Shared Alarm Calls and Mobbing

A study published in Nature Ecology & Evolution found that more than 20 bird species on four continents produce virtually identical “whining” calls when they detect brood parasites such as cuckoos. James Kennerley, a co-lead author and ornithologist at Cornell University, describes the sound as effectively “the word for ‘cuckoo,’” recruiting multiple species to join the defense.

Tawny-flanked Prinia Responding to a Cuckoo Finch

At an Australian field site, mixed-species mobs responding to these whining calls can be so intense that researchers must enclose a taxidermied cuckoo used in experiments to prevent it from being destroyed. Kennerley recounts that, without protection, the attacking birds would have “just completely shredded it to pieces.”

High-Pitched 'Seet' Alarms

Other shared signals include the high-pitched “seet” call used by various songbirds—and even by red squirrels—to warn of raptors in flight. These calls are pitched so high that raptors have difficulty hearing them, allowing alarm information to travel through the habitat without alerting the predator. If a raptor perches, animals often switch to lower-frequency “mobbing” calls that recruit defenders to harass and drive the threat away.

Superb Fairy Wren Responding to a Shining Bronze-Cuckoo

Cross-Taxa Recognition and Coral Reef Cues

Recognition of other species’ alarms crosses many taxonomic boundaries: monkeys, lemurs and chipmunks can respond to alarm calls from species they share space with. In coral reefs, unrelated fish appear to exchange visual and chemical cues that warn of hunters like barracudas, creating rapid, cooperative escape responses.

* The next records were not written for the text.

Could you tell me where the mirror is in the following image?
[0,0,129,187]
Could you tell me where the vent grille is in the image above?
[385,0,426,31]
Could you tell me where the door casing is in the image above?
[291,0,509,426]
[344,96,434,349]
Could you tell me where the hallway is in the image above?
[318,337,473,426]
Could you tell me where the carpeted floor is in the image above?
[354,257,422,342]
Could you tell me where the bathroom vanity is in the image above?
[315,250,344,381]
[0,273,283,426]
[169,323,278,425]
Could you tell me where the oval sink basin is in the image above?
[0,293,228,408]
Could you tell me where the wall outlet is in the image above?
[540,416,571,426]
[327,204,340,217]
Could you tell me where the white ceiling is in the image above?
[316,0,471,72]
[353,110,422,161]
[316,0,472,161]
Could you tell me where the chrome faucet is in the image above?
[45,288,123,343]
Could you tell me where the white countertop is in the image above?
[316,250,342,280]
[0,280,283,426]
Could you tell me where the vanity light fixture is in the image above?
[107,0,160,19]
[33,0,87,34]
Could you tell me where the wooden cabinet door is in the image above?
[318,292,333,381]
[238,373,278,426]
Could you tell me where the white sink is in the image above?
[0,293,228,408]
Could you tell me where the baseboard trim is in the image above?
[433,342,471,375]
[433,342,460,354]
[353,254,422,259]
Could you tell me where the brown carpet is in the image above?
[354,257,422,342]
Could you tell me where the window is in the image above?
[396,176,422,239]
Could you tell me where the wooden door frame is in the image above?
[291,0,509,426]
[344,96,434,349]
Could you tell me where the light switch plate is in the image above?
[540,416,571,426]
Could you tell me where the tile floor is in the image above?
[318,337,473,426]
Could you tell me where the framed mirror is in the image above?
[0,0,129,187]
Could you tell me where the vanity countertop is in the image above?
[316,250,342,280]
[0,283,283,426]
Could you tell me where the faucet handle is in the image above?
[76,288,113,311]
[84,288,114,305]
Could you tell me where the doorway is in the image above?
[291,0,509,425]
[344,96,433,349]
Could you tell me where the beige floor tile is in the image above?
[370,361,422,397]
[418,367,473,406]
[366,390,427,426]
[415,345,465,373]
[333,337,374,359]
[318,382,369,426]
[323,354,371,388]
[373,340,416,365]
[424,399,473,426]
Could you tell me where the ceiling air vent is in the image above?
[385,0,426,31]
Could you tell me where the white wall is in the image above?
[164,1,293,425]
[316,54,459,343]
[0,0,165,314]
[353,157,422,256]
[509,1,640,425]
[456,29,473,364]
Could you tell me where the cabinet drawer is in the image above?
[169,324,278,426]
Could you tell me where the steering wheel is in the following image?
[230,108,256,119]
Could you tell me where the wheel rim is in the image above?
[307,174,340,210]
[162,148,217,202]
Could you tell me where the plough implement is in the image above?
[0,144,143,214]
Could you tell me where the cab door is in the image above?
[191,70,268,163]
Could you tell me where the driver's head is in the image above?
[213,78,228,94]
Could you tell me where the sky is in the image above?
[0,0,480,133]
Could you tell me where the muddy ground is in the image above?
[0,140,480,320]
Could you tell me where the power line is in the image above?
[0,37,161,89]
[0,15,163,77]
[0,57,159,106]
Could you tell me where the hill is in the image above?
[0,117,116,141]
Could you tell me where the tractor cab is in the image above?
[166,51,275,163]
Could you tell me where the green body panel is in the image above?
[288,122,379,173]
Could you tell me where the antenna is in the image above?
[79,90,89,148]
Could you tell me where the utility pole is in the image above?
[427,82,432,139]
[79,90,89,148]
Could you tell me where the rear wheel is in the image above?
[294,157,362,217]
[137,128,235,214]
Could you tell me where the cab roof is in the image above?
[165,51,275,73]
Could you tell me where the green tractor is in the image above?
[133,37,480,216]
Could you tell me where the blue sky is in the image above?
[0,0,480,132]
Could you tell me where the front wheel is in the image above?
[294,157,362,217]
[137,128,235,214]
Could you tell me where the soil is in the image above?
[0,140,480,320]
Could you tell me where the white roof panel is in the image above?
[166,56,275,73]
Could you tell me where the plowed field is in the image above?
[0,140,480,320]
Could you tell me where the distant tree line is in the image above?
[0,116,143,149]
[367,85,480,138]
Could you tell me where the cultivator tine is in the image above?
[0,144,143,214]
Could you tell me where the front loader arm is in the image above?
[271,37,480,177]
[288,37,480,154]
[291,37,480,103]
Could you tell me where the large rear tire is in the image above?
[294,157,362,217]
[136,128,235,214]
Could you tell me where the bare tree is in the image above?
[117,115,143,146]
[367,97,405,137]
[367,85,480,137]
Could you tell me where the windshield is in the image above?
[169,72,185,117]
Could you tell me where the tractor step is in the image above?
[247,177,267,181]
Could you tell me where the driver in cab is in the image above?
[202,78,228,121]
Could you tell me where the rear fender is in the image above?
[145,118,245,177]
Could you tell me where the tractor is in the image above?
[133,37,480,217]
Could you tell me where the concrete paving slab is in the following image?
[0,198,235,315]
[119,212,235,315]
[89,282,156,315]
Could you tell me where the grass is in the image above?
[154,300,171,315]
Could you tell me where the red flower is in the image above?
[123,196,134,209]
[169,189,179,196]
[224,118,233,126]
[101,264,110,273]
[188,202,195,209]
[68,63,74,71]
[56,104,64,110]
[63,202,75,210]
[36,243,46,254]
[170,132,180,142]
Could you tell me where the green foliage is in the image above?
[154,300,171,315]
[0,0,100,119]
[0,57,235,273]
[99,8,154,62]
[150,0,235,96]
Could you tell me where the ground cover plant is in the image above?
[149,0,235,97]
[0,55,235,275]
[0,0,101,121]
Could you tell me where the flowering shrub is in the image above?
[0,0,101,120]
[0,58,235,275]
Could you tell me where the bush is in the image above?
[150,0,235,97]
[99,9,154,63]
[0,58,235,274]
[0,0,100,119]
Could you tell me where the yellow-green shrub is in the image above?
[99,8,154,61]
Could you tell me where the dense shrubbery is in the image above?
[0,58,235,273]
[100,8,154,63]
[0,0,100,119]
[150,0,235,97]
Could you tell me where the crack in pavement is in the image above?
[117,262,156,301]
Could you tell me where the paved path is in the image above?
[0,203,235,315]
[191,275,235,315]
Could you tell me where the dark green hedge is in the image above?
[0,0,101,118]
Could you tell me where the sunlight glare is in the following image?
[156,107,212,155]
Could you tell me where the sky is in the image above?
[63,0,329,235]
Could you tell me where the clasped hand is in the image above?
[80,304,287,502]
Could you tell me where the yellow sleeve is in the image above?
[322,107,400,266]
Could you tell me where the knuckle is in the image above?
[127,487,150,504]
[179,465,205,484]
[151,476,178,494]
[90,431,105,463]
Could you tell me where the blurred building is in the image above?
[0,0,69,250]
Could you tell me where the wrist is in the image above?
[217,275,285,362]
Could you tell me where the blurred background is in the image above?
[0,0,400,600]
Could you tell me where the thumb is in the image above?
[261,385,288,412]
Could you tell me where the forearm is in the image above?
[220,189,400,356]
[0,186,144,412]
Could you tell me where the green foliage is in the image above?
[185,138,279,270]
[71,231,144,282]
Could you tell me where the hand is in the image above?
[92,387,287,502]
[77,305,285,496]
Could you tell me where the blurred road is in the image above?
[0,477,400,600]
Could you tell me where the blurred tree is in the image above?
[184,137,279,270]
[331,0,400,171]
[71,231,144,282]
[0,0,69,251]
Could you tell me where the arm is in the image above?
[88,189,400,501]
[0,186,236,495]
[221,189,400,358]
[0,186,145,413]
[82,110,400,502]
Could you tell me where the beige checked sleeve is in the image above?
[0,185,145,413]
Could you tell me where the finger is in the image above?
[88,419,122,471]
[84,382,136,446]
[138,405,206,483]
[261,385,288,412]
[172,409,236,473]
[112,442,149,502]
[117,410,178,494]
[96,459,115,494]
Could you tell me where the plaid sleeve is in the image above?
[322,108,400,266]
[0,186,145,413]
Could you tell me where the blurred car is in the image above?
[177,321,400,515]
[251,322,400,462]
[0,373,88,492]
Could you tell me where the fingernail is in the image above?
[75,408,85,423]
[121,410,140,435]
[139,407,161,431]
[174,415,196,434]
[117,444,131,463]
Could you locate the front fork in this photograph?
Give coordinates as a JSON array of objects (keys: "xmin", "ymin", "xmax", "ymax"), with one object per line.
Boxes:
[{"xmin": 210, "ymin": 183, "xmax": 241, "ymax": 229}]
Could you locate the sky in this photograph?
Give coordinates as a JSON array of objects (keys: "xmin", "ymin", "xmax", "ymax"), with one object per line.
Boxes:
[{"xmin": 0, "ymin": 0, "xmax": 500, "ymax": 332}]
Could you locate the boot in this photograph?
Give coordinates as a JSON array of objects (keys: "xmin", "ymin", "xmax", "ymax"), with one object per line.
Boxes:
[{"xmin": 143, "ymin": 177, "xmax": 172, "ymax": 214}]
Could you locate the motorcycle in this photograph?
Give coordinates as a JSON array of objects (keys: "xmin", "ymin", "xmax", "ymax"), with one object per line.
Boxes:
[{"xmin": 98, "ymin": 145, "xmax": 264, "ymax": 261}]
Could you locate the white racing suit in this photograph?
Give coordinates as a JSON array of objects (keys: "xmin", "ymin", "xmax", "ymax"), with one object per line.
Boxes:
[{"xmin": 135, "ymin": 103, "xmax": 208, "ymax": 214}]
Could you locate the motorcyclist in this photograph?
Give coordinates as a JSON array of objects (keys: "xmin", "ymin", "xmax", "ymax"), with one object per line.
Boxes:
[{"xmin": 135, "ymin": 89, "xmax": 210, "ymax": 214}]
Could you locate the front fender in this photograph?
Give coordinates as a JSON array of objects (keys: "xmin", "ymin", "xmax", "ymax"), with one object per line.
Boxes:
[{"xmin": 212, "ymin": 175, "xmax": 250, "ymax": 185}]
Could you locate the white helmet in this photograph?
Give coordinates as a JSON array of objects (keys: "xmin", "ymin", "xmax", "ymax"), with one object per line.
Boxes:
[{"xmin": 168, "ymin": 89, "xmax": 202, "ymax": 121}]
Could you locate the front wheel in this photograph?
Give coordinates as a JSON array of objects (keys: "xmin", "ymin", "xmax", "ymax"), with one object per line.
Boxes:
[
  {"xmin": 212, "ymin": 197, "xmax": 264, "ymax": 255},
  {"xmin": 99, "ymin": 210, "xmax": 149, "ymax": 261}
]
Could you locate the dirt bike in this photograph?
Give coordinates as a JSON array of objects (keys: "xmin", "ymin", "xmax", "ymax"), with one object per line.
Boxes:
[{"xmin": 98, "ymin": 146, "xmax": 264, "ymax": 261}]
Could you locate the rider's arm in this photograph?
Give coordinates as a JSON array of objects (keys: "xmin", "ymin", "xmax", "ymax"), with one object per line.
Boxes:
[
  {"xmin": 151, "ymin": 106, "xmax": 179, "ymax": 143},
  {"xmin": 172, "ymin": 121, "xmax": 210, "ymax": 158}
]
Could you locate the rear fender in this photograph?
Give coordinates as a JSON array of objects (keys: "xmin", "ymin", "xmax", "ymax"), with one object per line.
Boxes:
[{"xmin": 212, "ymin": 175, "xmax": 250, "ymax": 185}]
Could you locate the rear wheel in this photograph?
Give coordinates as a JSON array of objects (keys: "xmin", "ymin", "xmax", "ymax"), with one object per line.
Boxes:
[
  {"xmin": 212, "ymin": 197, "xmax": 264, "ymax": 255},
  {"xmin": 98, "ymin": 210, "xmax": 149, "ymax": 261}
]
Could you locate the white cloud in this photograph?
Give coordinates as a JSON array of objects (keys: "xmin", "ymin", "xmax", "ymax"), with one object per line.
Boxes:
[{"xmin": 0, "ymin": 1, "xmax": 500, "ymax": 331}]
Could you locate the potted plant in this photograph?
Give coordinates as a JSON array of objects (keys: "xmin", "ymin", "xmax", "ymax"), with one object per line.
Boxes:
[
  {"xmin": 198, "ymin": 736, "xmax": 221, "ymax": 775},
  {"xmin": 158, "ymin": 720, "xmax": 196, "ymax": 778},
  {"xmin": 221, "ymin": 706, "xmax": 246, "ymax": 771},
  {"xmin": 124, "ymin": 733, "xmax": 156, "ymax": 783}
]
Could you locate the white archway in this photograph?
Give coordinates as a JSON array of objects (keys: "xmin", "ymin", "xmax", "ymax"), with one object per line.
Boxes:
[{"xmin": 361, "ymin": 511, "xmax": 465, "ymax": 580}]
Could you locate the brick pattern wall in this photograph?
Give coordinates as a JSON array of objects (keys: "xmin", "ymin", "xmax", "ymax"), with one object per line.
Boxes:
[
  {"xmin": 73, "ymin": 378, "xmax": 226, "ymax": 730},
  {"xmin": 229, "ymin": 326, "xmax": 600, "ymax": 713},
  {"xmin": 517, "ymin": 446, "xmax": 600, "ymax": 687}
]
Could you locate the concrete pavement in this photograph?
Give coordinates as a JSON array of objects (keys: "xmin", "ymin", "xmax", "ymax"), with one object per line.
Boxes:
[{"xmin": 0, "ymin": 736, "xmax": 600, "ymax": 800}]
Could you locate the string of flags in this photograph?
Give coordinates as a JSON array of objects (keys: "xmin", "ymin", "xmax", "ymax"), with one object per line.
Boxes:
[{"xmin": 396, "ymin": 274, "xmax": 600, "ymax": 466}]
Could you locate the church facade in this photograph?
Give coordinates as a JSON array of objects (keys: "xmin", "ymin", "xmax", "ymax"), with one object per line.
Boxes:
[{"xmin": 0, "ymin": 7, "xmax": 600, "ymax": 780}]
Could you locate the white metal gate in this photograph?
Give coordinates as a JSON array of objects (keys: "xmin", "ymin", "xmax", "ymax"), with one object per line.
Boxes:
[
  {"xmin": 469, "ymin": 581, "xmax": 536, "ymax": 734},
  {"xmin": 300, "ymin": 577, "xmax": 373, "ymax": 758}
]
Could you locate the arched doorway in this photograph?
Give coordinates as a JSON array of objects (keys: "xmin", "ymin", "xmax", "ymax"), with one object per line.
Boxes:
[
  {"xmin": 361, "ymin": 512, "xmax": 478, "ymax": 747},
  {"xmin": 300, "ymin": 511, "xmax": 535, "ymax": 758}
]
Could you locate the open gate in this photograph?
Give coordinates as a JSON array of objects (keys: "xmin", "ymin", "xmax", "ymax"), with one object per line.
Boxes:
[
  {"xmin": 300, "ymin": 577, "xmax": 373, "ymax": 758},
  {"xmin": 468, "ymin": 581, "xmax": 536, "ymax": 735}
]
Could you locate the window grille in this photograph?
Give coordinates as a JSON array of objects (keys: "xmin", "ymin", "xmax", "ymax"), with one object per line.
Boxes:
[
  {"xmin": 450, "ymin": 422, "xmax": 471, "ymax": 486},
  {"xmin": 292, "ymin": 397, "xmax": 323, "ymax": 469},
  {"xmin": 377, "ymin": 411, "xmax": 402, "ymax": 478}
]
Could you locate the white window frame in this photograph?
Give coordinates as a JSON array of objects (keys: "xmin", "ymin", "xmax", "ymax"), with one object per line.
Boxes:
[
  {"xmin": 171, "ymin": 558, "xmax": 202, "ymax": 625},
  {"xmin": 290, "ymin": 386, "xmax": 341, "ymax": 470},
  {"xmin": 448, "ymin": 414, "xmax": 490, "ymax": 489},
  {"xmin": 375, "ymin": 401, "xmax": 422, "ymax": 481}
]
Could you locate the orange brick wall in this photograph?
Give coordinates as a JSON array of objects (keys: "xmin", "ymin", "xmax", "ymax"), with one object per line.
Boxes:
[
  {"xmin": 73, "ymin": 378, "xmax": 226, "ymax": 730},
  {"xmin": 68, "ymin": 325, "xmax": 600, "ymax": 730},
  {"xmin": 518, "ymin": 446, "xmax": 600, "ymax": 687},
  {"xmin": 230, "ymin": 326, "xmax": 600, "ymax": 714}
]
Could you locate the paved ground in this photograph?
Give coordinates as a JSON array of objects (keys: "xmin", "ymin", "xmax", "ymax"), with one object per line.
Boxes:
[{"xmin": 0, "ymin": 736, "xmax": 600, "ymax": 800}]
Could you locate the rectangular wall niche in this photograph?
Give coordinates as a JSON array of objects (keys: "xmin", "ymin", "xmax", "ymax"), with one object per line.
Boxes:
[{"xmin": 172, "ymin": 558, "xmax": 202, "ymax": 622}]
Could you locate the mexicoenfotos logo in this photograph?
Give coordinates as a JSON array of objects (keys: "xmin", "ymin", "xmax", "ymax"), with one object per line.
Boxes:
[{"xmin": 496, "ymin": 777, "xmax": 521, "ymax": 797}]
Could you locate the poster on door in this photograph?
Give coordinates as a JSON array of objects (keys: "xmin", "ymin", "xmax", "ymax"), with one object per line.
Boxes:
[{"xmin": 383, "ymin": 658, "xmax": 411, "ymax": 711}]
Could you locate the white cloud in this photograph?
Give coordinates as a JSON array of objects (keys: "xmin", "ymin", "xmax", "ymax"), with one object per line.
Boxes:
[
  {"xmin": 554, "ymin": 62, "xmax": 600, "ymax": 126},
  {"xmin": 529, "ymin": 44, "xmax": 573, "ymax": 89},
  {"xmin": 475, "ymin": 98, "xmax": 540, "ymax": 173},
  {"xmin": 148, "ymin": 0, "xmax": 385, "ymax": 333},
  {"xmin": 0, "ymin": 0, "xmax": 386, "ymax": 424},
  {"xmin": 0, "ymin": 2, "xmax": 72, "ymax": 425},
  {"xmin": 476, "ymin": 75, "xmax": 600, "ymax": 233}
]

Foraging Benefits and Mixed-Species Teams

Shared signalling isn’t only for defense. Cooperative associations can improve feeding success and aid navigation. A PNAS study found that visually acute seabirds (e.g., black-browed albatrosses) foraging alongside scent-oriented species (e.g., white-chinned petrels) captured far more krill than when foraging alone. Whether such associations reflect intentional signaling or one species opportunistically following another remains uncertain, says Jesse Granger, the study’s lead author and an organismal biophysicist at Duke University.

Complex Communication Networks

Wildlife ecologist Erick Greene notes that “very complex multispecies communication networks are pervasive.” Paying attention to the signals of other species, he adds, can confer critical survival advantages: “It can save their lives.” These findings underscore how interconnected animal communities are—and how cooperation can evolve even between unlikely partners.